What to Know
Brian Coll was convicted in December of violating the civil rights of 52-year-old Ronald Spear
Spear died in December 2012 after he was repeatedly kicked in the head while restrained on the floor outside a jail doctor's office
Prosecutors said the victim, who was being held on a burglary charge, had become agitated because he could not immediately see a doctor.
A former guard at New York's Rikers Island jail was sentenced to 30 years in prison Wednesday for violating the civil rights of a restrained ailing inmate when he kicked him to death outside a jail doctor's office.
Brian Coll, of Smithtown, was convicted in the December 2012 death of 52-year-old Ronald Spear. He was pinned by other guards while Coll kicked him, causing brain bleeding, evidence showed. Coll also was convicted of obstruction of justice, falsifying records and conspiring to cover up the beating.
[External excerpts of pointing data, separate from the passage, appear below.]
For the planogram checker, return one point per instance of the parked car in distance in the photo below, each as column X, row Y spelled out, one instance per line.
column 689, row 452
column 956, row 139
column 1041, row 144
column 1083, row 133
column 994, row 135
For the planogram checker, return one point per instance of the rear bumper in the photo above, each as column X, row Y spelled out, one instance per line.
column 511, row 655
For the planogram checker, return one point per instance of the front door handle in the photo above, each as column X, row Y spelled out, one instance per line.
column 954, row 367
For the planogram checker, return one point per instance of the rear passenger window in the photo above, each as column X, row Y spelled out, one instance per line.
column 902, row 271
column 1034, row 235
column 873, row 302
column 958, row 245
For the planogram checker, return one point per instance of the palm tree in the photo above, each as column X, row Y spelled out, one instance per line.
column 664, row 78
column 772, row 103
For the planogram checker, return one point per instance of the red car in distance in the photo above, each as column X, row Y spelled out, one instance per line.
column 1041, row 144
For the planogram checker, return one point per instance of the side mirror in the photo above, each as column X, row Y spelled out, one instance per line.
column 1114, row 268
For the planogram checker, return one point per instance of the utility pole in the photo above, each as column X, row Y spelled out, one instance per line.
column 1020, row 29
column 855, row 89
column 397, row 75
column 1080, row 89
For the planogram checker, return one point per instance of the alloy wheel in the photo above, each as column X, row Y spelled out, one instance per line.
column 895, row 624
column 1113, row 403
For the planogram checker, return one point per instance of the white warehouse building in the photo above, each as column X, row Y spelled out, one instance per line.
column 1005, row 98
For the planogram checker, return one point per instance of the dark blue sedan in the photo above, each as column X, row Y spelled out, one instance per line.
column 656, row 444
"Mr. Coll kicked a man to death" in a "particularly vicious and callous attack," U.S. District Judge Loretta Preska said as she announced the sentence in a Manhattan courtroom.
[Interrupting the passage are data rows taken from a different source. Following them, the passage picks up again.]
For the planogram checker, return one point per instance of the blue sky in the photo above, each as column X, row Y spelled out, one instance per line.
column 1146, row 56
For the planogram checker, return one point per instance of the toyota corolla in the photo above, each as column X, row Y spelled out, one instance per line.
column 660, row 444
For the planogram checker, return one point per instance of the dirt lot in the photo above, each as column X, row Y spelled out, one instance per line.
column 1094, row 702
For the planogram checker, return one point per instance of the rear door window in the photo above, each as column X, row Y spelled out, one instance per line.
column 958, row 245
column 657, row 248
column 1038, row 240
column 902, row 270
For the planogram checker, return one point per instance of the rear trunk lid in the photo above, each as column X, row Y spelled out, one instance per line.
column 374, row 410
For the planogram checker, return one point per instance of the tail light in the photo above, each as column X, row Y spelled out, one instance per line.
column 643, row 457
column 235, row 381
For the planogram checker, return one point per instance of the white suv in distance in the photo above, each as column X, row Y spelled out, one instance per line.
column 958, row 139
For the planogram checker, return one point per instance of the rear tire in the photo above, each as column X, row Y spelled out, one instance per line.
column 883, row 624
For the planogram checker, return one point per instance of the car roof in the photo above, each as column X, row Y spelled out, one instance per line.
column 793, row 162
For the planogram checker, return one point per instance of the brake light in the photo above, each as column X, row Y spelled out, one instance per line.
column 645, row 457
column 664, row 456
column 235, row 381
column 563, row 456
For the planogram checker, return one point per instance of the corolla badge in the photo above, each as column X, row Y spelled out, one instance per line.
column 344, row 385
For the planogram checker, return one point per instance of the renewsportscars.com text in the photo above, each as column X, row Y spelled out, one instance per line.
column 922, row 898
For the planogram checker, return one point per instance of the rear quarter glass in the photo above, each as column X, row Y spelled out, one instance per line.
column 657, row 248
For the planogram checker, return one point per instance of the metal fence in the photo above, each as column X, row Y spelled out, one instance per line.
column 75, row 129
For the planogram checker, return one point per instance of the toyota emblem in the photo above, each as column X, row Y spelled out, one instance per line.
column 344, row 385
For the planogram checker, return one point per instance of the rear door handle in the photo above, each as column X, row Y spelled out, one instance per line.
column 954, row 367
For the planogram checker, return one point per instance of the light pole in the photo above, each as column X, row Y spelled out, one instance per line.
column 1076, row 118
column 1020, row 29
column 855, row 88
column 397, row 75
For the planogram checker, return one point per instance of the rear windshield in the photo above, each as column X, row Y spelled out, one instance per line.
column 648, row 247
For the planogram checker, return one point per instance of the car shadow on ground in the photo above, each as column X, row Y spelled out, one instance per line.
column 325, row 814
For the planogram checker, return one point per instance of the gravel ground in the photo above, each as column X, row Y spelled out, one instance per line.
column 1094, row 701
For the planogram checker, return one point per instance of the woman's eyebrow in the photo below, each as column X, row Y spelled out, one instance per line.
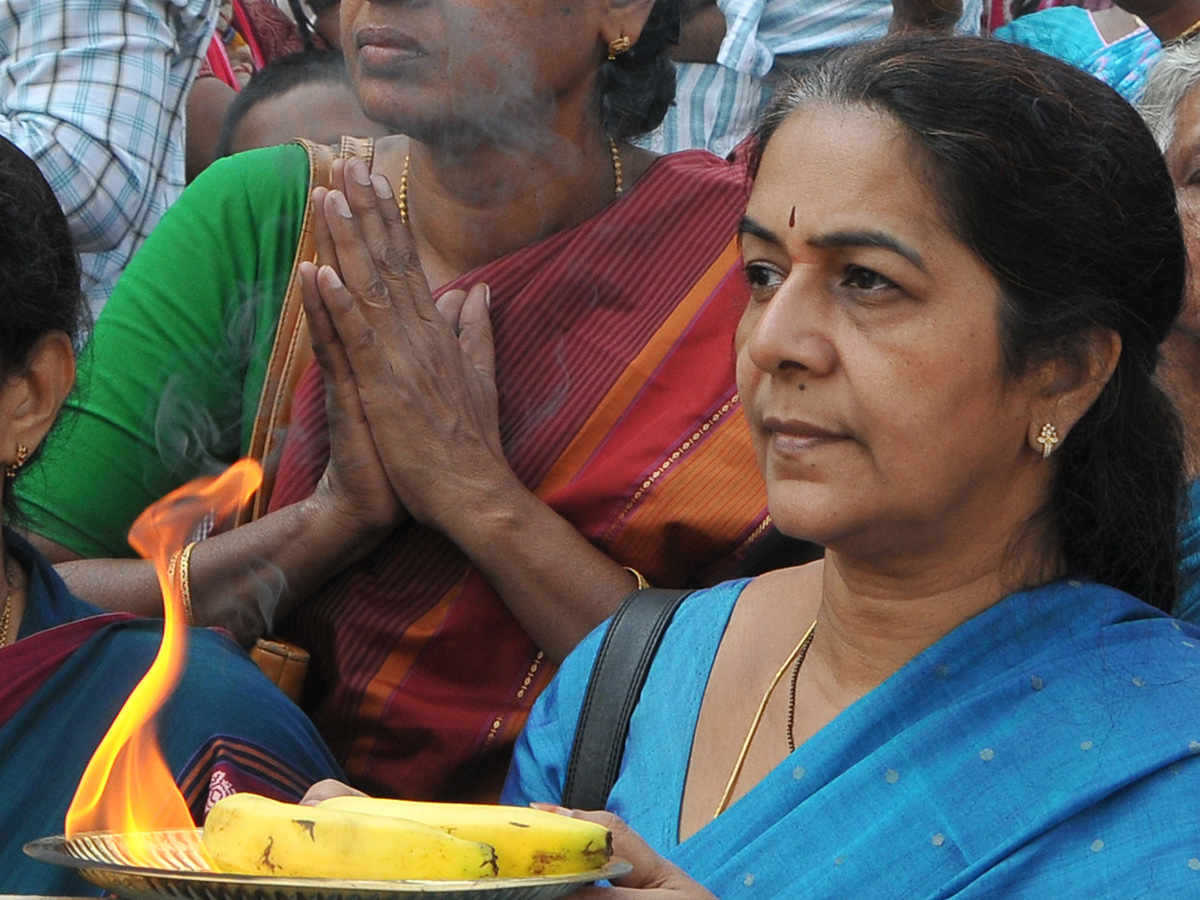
column 868, row 239
column 749, row 226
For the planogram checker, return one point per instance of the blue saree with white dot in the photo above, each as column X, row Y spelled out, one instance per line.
column 1049, row 748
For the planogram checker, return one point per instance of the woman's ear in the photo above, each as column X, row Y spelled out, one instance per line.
column 1069, row 387
column 30, row 399
column 625, row 18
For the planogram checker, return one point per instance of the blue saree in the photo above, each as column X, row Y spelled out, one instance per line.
column 226, row 727
column 1048, row 748
column 1069, row 34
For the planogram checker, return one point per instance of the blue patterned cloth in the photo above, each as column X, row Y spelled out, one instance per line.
column 1048, row 748
column 1069, row 34
column 717, row 105
column 94, row 91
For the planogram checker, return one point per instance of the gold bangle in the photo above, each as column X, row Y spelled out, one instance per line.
column 642, row 583
column 185, row 581
column 1186, row 34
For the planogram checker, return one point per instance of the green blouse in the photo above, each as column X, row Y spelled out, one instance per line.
column 171, row 377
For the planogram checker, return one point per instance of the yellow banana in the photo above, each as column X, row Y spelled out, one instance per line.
column 527, row 841
column 249, row 834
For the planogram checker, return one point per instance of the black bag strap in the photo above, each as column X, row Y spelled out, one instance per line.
column 624, row 659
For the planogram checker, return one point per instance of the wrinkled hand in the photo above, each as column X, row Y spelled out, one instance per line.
column 931, row 16
column 653, row 877
column 424, row 376
column 354, row 486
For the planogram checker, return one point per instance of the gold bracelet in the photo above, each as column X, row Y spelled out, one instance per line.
column 185, row 581
column 1186, row 34
column 642, row 583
She noted evidence that Coll had displayed a framed newspaper article about the case, including his photo, in his bedroom, and said Coll kept it as a trophy.
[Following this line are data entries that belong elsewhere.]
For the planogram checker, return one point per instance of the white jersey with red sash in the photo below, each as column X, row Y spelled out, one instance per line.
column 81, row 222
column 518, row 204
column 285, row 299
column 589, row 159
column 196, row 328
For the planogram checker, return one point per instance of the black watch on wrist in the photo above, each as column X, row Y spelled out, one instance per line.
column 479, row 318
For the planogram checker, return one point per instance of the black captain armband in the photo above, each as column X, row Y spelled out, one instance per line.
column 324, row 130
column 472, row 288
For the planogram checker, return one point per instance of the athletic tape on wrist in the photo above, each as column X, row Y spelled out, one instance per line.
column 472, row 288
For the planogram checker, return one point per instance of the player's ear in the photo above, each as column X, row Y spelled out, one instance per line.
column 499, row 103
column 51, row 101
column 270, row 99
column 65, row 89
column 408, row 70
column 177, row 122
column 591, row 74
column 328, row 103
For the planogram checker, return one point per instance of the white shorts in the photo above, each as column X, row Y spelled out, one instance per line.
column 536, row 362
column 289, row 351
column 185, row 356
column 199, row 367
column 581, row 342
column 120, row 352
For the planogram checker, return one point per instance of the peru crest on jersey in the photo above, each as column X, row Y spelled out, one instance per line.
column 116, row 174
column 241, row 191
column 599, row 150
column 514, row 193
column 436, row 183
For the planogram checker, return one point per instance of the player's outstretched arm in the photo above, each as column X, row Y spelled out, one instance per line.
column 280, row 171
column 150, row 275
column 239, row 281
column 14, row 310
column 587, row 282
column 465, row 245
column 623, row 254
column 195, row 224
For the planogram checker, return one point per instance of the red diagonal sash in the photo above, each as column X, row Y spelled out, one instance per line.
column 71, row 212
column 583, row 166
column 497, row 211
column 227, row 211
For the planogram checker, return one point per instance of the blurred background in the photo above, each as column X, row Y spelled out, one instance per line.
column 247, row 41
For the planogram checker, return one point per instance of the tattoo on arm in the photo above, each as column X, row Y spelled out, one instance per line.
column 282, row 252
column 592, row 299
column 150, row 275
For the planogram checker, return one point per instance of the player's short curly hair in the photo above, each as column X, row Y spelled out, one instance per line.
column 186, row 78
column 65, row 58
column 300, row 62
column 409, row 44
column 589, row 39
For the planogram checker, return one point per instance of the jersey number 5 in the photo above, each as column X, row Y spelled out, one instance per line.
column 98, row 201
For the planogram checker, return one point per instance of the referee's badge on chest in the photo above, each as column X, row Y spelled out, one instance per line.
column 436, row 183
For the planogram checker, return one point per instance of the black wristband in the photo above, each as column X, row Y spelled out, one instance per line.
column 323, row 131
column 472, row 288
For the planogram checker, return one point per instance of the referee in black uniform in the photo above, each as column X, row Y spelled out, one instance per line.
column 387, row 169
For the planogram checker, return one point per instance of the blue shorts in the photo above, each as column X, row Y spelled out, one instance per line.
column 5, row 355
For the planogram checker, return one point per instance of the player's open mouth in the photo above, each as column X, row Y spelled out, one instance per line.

Before he was sentenced, Coll told the judge: "I am not a cold and callous person. I am no killer. ... I never had any intent to kill or badly hurt Mr. Spear."
Coll said he didn't believe his kicks were responsible for Spear's death. He said he was devastated when the inmate died and he suffered depression and nightmares.
Prosecutors said Spear, who was being held on a burglary charge, had become agitated because he could not immediately see a doctor. He suffered from kidney disease and diabetes and often walked with a cane.
The Legal Aid Society, which represented Spear's family in a class action lawsuit against the city and later settled for $2.75 million, said in a statement serves "much needed justice" for the 52-year-old's death.
"While nothing will ever fully compensate for the pain and suffering Mr. Spear endured on Rikers Island, we hope this provides some closure and solace for his family and other loved ones who are still reeling from his death,” the organization said in a statement.
The trial came amid calls for reform of the 400-acre island in the East River that holds most of the city's 10,000 inmates. Gov. Andrew Cuomo has called for the jail complex to be replaced. Mayor Bill de Blasio, a Democrat like Cuomo, has said calls to close Rikers are "noble" but possibly impractical given financial and logistical realities.
The push for reform began in 2014 after The Associated Press reported on dozens of deaths that highlighted poor supervision, questionable medical care and failure to prevent suicides. Those deaths included a homeless ex-Marine who essentially baked to death in a hot cell and a mentally ill man who sexually mutilated himself while locked up alone for seven days.